Ms. Athira Panicker will be present her Pre-Synopsis as per the following details:
Date: Thursday, 14th August 2025,
Time: 1100 – 1230 hrs.
Venue: C-TARA Conference Room 1
Title: Agricultural Electricity Distribution System Planning: Optimising Transformer Loading by incorporating Seasonal Irrigation Demand and Farmer Irrigation Behaviour
Guide: Prof. Priya Jadhav
RPC Members: Prof. Parmeshwar Udmale, Prof. Narendra Shiradkar
Abstract:
Agricultural electricity supply in India is characterized by poor quality, unreliable electricity supply and high infrastructure costs, particularly in semi-arid regions like Maharashtra, where irrigation demand is seasonal and energy consumption is low. While existing literature often frames these challenges as a political economy problem, this study identifies a critical yet underexplored technical dimension: the lack of systematic planning in the design of the agricultural electricity distribution system, while incorporating the agricultural load behaviour.

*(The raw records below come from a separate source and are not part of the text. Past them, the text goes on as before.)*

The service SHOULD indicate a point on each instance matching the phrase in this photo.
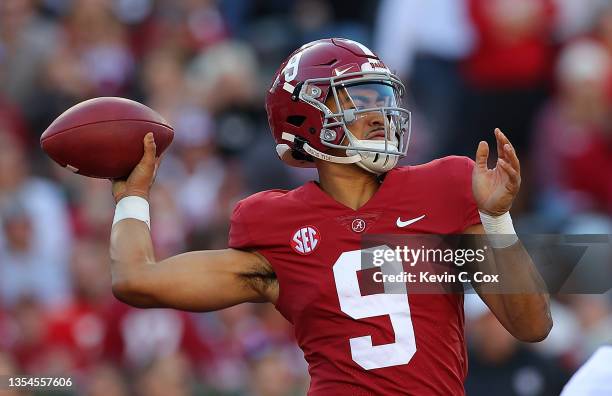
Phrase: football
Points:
(103, 137)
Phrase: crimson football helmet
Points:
(305, 128)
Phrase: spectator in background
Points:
(26, 41)
(80, 326)
(35, 236)
(499, 362)
(574, 137)
(169, 375)
(507, 73)
(430, 39)
(9, 368)
(106, 380)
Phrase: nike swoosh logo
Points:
(402, 224)
(341, 72)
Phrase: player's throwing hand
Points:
(495, 189)
(140, 180)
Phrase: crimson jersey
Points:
(358, 344)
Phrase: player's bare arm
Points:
(526, 316)
(194, 281)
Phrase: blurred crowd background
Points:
(539, 69)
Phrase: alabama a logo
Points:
(305, 240)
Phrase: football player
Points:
(334, 105)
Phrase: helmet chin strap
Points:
(374, 162)
(350, 159)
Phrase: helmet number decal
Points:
(291, 69)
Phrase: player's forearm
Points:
(131, 251)
(522, 304)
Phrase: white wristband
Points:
(132, 207)
(501, 228)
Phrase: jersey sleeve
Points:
(239, 236)
(463, 176)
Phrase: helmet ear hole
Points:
(296, 120)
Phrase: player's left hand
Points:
(495, 189)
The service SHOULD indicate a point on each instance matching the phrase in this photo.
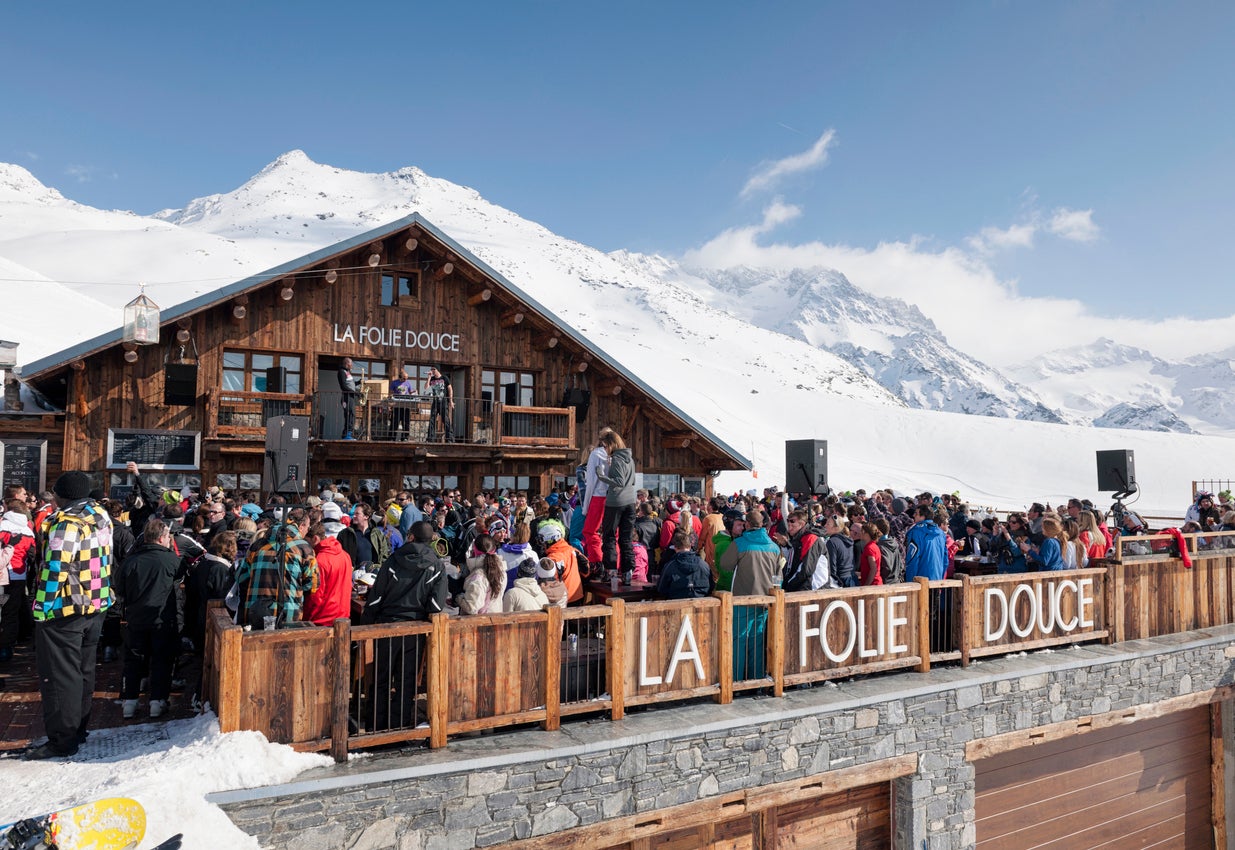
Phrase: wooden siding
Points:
(1136, 785)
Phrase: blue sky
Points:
(1070, 150)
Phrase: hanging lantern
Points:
(141, 320)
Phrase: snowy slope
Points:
(887, 339)
(1113, 384)
(731, 361)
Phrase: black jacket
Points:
(146, 581)
(648, 529)
(209, 578)
(840, 560)
(410, 586)
(686, 576)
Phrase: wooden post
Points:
(725, 650)
(968, 618)
(615, 656)
(439, 662)
(209, 681)
(230, 678)
(1115, 625)
(924, 626)
(341, 648)
(552, 669)
(776, 641)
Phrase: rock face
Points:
(1115, 386)
(1142, 418)
(886, 337)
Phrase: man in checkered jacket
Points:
(72, 596)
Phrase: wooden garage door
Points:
(1140, 785)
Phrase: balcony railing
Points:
(413, 419)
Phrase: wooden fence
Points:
(342, 687)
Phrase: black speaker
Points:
(180, 384)
(579, 399)
(287, 456)
(277, 379)
(1117, 471)
(805, 466)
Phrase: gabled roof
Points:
(203, 302)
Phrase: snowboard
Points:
(116, 823)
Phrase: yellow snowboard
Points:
(116, 823)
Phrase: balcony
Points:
(241, 415)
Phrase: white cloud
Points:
(1075, 225)
(770, 173)
(978, 313)
(993, 239)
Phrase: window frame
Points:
(410, 300)
(251, 373)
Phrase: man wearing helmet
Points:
(552, 538)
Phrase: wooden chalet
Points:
(531, 393)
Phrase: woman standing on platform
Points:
(401, 387)
(595, 491)
(619, 507)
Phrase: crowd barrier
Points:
(350, 687)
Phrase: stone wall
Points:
(487, 791)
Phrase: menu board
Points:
(25, 462)
(153, 450)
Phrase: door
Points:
(1136, 785)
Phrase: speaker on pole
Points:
(1117, 472)
(805, 466)
(180, 384)
(285, 470)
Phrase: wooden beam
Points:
(996, 745)
(630, 419)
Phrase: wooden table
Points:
(600, 592)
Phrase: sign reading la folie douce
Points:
(398, 337)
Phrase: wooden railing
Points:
(352, 687)
(243, 414)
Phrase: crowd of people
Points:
(132, 580)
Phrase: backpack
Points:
(892, 563)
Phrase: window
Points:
(513, 388)
(430, 482)
(245, 371)
(368, 368)
(122, 483)
(506, 483)
(400, 289)
(238, 482)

Through extensive field work in Marathwada and Vidarbha regions of Maharashtra, and analysis of energy meter data from DT and farmers and power flow modelling, this research investigates the root causes of supply quality issues like low voltage problems, supply interruptions and equipment failure. It is identified that procedural delays in providing sanctioned connections lead to illegal operation of pumps and, hence, result in overloading, a major reason for supply issues. DT forms a substantial part of the infrastructure, and DT failure impacts farmers' ability to provide crucial irrigation to their crops.
The study proposes an approach to optimize DT loading and maximize infrastructure utilization. The study quantifies the diversity in loading as per the seasonality of irrigation requirements based on cropping in a village/area. Farmer practices, daytime and nighttime loading, and usage of drip and sprinkler, area irrigated per pump, and crop-specific irrigation practices linked to fruiting, flowering, etc., are some of the factors that interact to affect infrastructure requirements. The study also investigates the pilot project of Load Management conducted under the PoCRA project, managing peak loading on overloaded DTs by irrigation scheduling among farmers. The research contributes a novel perspective to agricultural electricity distribution infrastructure planning by linking farmer behaviour, utility processes and Agro-Climatic Conditions.